Univariate Cox regression analysis revealed 29 ERGs significantly linked to the prognosis of LUAD, including 17 protective genes (hazard ratio (HR) < 1) and 12 risk genes (HR > 1) (Fig. 1A). Thereafter, consensus clustering analysis of these 29 prognostic ERGs classified two molecular subtypes (C1, C2) of LUAD at the consensus matrix k = 2 (Fig. 1B). PCA demonstrated clear separation between C1 and C2 subtypes (Fig. 1C), indicating the rationality of LUAD subtype classification. Furthermore, prognosis difference between two molecular subtypes was compared according to K-M curve. It was found that C2 subtype had a lower OS rate and poorer survival outcome than C1 subtype (Fig. 1D). In addition, in TCGA-LUAD cohort, compared to C1 subtype, C2 subtype had more male patients, and Stage III/IV, Pathologic_T2/T3, Pathologic_N2, Pathologic_M1, and ≤60 Age of LUAD patients (Fig. 1E).
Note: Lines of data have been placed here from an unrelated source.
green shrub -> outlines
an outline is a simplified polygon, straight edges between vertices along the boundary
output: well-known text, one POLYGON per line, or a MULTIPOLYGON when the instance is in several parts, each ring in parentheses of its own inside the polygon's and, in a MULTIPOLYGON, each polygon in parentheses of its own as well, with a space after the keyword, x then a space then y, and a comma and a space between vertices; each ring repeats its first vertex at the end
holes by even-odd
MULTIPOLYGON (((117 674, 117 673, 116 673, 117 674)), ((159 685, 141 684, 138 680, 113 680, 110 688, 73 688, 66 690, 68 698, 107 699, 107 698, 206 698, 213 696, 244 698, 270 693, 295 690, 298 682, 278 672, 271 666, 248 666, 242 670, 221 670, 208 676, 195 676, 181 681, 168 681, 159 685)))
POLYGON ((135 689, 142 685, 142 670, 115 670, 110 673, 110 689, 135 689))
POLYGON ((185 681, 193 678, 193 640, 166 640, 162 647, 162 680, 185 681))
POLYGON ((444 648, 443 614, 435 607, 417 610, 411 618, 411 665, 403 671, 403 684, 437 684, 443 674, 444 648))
Identifying the molecular subtypes of LUAD using efferocytosis-related genes (ERGs).

Figure 1: Identifying the molecular subtypes of LUAD using efferocytosis-related genes (ERGs).

(A) Univariate Cox regression analysis screened prognosis-related ERGs in the TCGA-LUAD cohort; (B) Consensus clustering heatmap of LUAD patients; (C) PCA plot of two LUAD molecular subtypes; (D) Kaplan–Meier (K-M) curves were plotted to display the overall survival (OS) between C1 and C2 subtypes; (E) Clinical features distribution of C1 and C2 in the TCGA-LUAD cohort.

WGCNA identified 823 key module genes associated with efferocytosis in LUAD

The ssGSEA showed a lower enrichment score of ERGs in LUAD samples than that in control samples (Fig. 2A). The optimal soft-thresholding power (β = 12) was determined based on a scale-free topology criterion (correlation coefficient R2 > 0.85) (Fig. 2B). Subsequently, eight co-expressed gene modules were classified by average-linkage hierarchical clustering analysis (height = 0.25, deepSplit = 2, minModuleSize = 10) (Fig. 2C). Module-trait relationship heatmap displayed that the magenta module had strongest correlation with ssGSEA score (cor = 0.83) and LUAD subtypes (cor = 0.69) (Fig. 2D). Thus, 823 genes in the magenta module were extracted as critical efferocytosis-related module genes in LUAD for subsequent analysis.

Recognizing the critical module genes related to efferocytosis in LUAD by WGCNA.

Figure 2: Recognizing the critical module genes related to efferocytosis in LUAD by WGCNA.

(A) Enrichment score of ERGs in LUAD samples and control samples calculated by ssGSEA; ****p < 0.0001; (B) Screening of the optimal soft threshold power ( ) to develop a scale-free network; (C) Clustering dendrogram according to topological overlap matrix (TOM); (D) Module-trait relationships between ssGSEA score, LUAD subtypes and modules.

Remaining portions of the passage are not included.